Like Rashi, the editor of the Stone Chumash justifies his methodology:
. . .The Song is an allegory. It is a duet of love between God and Israel. Its verses are so saturated with meaning that nearly every one of the major commentators finds new themes in its beautiful but cryptic words. All agree, however, that the true and simple meaning of Shir HaShirim is the allegorical meaning. The literal meaning of the words is so far from their meaning that it is false. . . . Has it been misinterpreted by fools and twisted by scoundrels? Most assuredly Yes! . . .
-- R. Nosson Scherman, The Chumash, ArtScroll Series, Stone Edition, (Mesorah, Brooklyn, 1998), pp. 1263-1267. The last sentence appears verbatim in the "Overview" of the original ArtScroll edition; see R. Nosson Scherman, Shir haShirim, (Mesorah, New York, 1977), p. lxvi. This edition also includes the truncated version of Rashi's introduction, on p. 67.
This statement is quite simply incorrect. "All" do not agree -- certainly Rashi would not -- "that the true and simple meaning of Shir HaShirim is the allegorical meaning." The literal meaning is not, to use ArtScroll's simplistic labeling, "false"; in fact, it is the starting point of a "true" reading of SHS ("true" and "false" are, of course, the wrong categories for this subject).

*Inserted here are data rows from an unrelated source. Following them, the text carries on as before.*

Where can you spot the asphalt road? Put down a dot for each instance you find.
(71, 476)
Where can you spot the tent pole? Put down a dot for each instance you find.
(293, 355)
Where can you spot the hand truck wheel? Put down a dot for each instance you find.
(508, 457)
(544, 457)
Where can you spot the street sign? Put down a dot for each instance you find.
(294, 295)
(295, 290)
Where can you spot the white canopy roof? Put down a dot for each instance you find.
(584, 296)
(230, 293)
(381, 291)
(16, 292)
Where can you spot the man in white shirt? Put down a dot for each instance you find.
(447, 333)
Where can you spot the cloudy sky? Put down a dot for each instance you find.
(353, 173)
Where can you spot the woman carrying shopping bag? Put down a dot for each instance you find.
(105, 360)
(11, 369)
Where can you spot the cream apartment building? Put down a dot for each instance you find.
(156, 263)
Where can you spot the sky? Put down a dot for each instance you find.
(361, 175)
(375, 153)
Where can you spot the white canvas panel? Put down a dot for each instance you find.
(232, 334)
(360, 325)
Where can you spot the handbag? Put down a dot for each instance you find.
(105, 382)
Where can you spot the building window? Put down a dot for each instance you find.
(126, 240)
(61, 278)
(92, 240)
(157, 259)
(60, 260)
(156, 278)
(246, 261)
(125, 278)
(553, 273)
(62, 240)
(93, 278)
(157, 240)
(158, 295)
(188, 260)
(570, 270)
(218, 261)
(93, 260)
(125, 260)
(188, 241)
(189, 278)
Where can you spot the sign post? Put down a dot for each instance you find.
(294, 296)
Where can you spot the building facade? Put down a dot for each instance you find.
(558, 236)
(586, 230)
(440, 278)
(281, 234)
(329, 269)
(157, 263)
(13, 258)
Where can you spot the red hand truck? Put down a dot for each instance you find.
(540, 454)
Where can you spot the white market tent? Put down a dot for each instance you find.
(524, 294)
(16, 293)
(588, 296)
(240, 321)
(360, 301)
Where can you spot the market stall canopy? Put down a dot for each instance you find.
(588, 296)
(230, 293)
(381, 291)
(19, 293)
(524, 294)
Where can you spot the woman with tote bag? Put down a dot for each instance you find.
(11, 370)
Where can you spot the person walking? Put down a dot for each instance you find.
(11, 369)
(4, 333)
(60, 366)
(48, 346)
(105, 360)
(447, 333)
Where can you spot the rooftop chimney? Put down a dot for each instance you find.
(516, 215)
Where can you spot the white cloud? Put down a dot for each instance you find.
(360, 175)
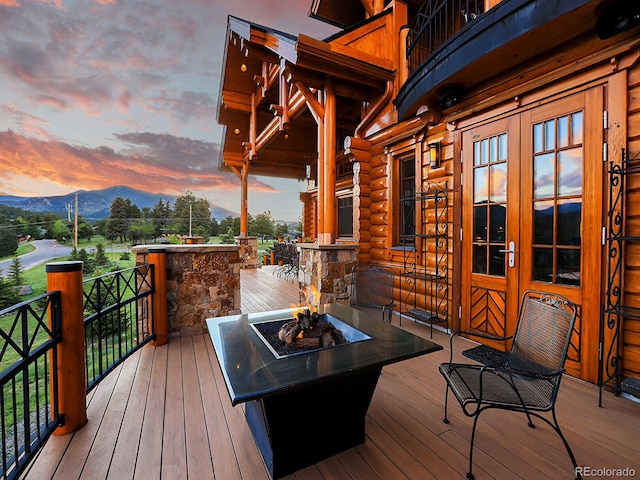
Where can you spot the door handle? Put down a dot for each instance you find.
(512, 254)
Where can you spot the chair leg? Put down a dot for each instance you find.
(473, 436)
(566, 444)
(446, 400)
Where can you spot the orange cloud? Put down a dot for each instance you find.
(150, 162)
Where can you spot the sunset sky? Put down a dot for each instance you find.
(97, 93)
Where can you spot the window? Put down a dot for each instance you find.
(407, 184)
(345, 216)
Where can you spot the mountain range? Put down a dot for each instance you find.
(95, 204)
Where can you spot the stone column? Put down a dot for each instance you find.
(248, 251)
(327, 269)
(203, 281)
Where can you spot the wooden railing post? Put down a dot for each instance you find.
(159, 316)
(72, 389)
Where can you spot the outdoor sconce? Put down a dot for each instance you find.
(434, 155)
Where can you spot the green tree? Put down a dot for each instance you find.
(281, 229)
(100, 256)
(161, 215)
(262, 225)
(16, 272)
(226, 223)
(228, 236)
(60, 231)
(8, 296)
(121, 214)
(88, 263)
(189, 209)
(8, 243)
(140, 231)
(85, 230)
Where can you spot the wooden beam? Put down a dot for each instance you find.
(328, 185)
(244, 202)
(317, 110)
(253, 126)
(236, 101)
(368, 7)
(336, 53)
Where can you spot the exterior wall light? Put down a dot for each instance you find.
(434, 155)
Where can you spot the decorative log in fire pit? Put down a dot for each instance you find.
(307, 331)
(310, 330)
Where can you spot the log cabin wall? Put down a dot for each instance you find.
(631, 332)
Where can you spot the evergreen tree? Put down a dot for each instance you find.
(161, 214)
(16, 272)
(8, 296)
(100, 256)
(121, 213)
(8, 243)
(188, 208)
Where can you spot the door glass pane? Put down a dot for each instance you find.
(538, 144)
(498, 222)
(345, 216)
(480, 223)
(557, 199)
(543, 175)
(502, 147)
(568, 266)
(498, 183)
(570, 172)
(569, 215)
(576, 128)
(550, 135)
(479, 259)
(563, 131)
(480, 185)
(484, 152)
(489, 204)
(543, 264)
(496, 261)
(493, 149)
(543, 223)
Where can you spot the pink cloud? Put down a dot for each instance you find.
(151, 162)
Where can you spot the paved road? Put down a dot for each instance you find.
(46, 250)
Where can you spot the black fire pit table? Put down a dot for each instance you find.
(306, 407)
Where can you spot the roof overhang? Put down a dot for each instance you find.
(255, 59)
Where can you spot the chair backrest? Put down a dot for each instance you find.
(371, 286)
(544, 330)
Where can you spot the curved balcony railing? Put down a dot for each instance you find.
(436, 22)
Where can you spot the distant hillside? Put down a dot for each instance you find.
(95, 204)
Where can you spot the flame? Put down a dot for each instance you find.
(312, 295)
(312, 299)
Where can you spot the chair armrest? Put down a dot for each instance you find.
(474, 334)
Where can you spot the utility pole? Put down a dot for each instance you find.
(75, 225)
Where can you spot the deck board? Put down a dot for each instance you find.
(166, 414)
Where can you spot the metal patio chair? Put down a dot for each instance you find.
(529, 378)
(372, 287)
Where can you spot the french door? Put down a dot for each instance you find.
(532, 218)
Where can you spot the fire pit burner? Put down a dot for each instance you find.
(269, 331)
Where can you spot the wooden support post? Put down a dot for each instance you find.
(244, 201)
(72, 388)
(159, 315)
(328, 185)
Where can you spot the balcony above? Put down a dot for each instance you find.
(494, 55)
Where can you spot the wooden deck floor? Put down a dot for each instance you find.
(165, 414)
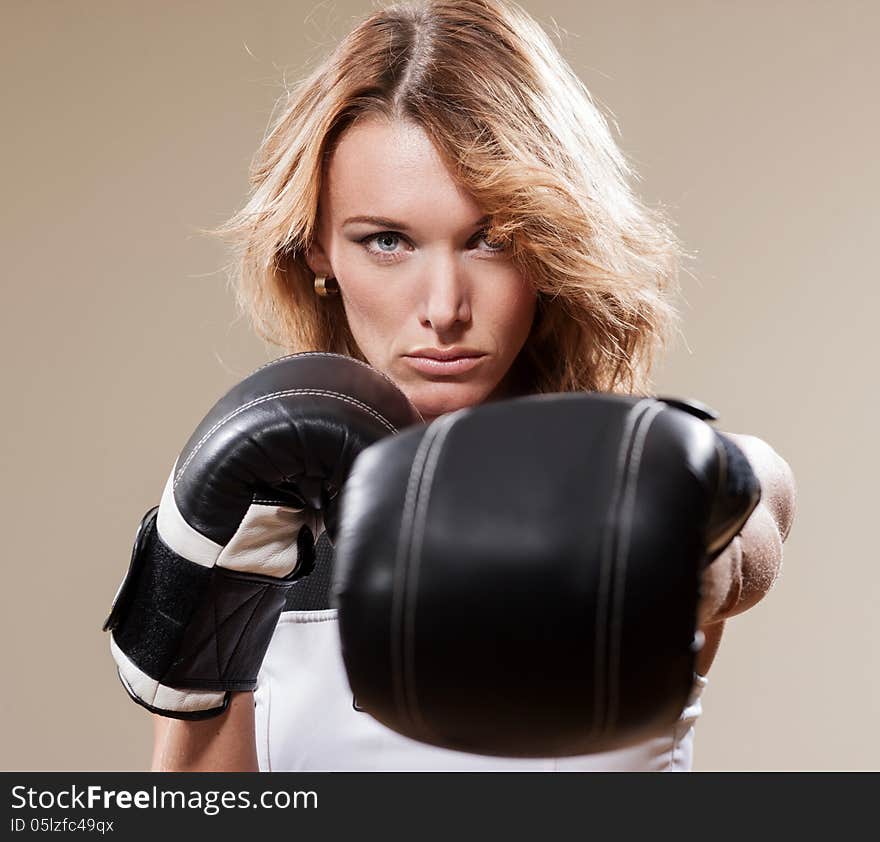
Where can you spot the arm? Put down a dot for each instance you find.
(225, 743)
(744, 573)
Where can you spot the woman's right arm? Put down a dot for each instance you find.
(225, 743)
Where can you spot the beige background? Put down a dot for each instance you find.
(129, 125)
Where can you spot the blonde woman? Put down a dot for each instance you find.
(441, 199)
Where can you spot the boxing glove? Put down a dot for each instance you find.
(246, 499)
(521, 578)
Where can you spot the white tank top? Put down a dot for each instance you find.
(306, 719)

The literal layer of meaning in SHS was critically important to Rashi, as it should be to us. And if those who have "misinterpreted and twisted" SHS (presumably, those who have interpreted it literally) are "fools and scoundrels" then, has ve-shalom, the second-century tanna Rabbi Yonatan is one as well. R. Yonatan appears to have read SHS just this way, calling the book divre zemer (poetry or song) and attributing it to a young Solomon.  As stated in Shir Ha-Shirim Rabba (1:10):

ר׳ יונתן אמר שה״ש כתב תחלה ואח״כ משלי ואח״כ קהלת. ומייתי לה ר׳ יונתן מדרך ארץ. כשאדם נער אומר דברי זמר, הגדיל אומר דברי משלות, הזקין אומר דברי הבלים

For an approach that is faithful to the spirit of Rashi's method, but in a updated, contemporary format, see the Amos Hakham's introduction and commentary, in Mossad Harav Kook's Da'at Mikra series.

The rest is commentary (and translation). Go and learn.